There is no trace of syncopation beyond a single 3+3+2 pattern in the chorus, no minor tonality, no reference to one ethnic group or another. The most arresting moment, the cross-relation at the beginning of the verse, has no specific ethnic (or any other) connotation.

"That Mysterious Rag" is the first instance of a change that Berlin employs consistently from 1912 onward: a generic style lacking in specific ethnic connotations whose audience is no longer solely the working class, but whose reach includes patrons of the legitimate theater. Berlin continued to use rag and ragtime in song titles during the period when the terms were nearly synonymous with popular music. Although Berlin's compositions differed significantly from classic piano rags by Scott Joplin and other African-American composers, Hamm contends that Berlin's work targeted a different audience and the commercial success of Berlin songs such as "That Mysterious Rag" neither helped nor hindered the sales of piano rags. Or as Richard Crawford explains, "That Mysterious Rag" recognizes the style's haunting, distracting traits and removes it from a racial setting. Crawford finds other faults with the lyrical structure: It would be hard to find another Berlin song with one-syllable words so awkwardly stretched or natural declamation so bent out of shape.

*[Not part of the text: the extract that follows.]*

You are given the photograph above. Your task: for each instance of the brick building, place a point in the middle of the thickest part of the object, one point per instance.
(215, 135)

== Performance and reception ==
Berlin performed the piece during September 1911 wearing a coat and tails, receiving star billing at the Hammerstein Victoria Theatre owned by Willie Hammerstein at Times Square. Berlin refused calls for encores and received a favorable review from Variety. Erik Satie used "That Mysterious Rag" in 1917 for his ballet Parade. The song remained popular for more than a decade.